To evaluate whether transforming growth factor-beta (TGF-β) and its receptors (TGFRs) are expressed during ureterovesical junction (UVJ) and lower ureter development in mice, and whether exogenous TGF-β might postpone the maturation of smooth muscle cells, in the pathogenesis of megaureter using an embryonic organ-culture model.
Expression of TGF-β and TGFRs on the lower ureter and UVJ were determined at different embryonic days (E) (E16, 18, 20 and postnatal day 1). The functional studies were performed by harvesting ureters from wild-type mice at embryonic day 16 (E16), which were grown in serum-free organ-culture; some cultures were supplemented with TGF-β (2 and 20 ng/ml) and/or with soluble TGFR, which blocks bioactivity. Organs were harvested after 6 days and the expression of CD31 and Ki67 were assessed using immunohistochemistry. The muscle content of the UVJ and ureter were analyzed by flowcytometry.

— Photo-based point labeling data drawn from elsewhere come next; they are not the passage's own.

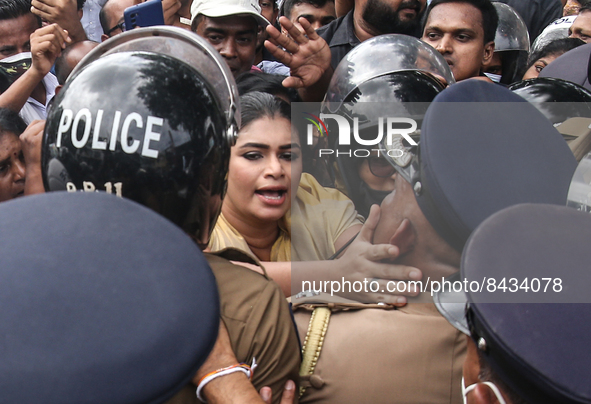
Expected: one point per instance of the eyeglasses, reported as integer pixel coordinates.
(120, 25)
(380, 167)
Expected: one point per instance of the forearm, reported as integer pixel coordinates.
(291, 275)
(316, 92)
(18, 93)
(230, 389)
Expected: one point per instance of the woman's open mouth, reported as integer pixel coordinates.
(272, 196)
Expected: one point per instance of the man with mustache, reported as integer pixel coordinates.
(463, 31)
(371, 18)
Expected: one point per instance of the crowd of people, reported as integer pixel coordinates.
(287, 254)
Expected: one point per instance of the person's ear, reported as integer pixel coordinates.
(482, 394)
(489, 50)
(404, 238)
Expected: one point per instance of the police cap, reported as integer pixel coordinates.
(541, 351)
(103, 301)
(482, 149)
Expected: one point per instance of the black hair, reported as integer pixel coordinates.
(266, 83)
(288, 5)
(11, 122)
(11, 9)
(256, 105)
(490, 18)
(556, 47)
(488, 375)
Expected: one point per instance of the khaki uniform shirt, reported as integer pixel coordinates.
(256, 314)
(409, 355)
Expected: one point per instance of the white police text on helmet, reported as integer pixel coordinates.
(119, 131)
(344, 130)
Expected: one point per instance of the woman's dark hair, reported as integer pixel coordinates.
(256, 105)
(11, 121)
(556, 47)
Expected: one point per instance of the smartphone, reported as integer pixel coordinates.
(144, 15)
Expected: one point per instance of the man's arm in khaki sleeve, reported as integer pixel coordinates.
(271, 338)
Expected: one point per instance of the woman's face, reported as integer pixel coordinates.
(263, 163)
(538, 66)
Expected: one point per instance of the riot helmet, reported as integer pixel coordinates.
(565, 104)
(557, 29)
(149, 115)
(364, 92)
(511, 44)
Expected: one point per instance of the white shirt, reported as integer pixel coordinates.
(33, 109)
(90, 21)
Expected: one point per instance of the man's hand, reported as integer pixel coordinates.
(61, 12)
(170, 9)
(31, 140)
(46, 45)
(364, 261)
(306, 53)
(287, 397)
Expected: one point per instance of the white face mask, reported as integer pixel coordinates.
(495, 389)
(494, 77)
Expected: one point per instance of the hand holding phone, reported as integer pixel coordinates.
(144, 15)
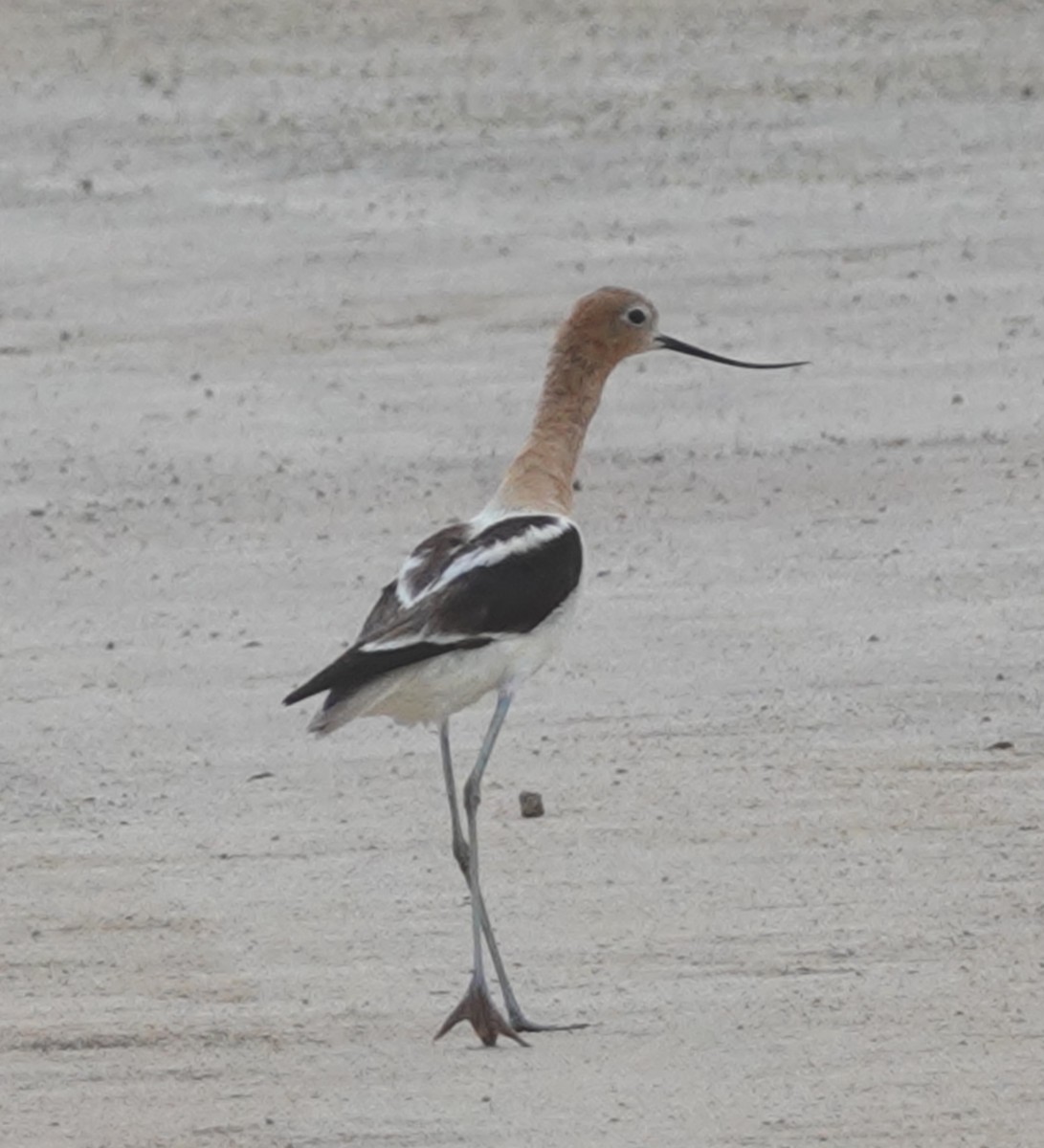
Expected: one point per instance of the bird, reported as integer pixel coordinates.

The TGF-β and TGFR positive cells were immune detected in embryonic ureters. The TGF-β expression was highest on E18 and decreased postnatally. Exogenous TGF-β decreased ureterovesical (UV) muscle differentiation and proliferation. The longitudinal muscle fibers were significantly less in TGF-β explants. The TGF-β also decreased the proportions of cells expressing α smooth muscle actin (α-SMA). Soluble TGFR blocked the effects of exogenous TGF-β.
In organ culture, exogenous TGF-β postpones the UV smooth muscle proliferation and affects the muscular structure. Whether the effects of TGF-β are direct or indirect, these form an in-vitro megaureter model. The finding that TGF-β is highest in embryonic ureters in vivo and decreased postnatally suggests that a pathological persistence might potentially explain the pathogenesis of primary megaureters.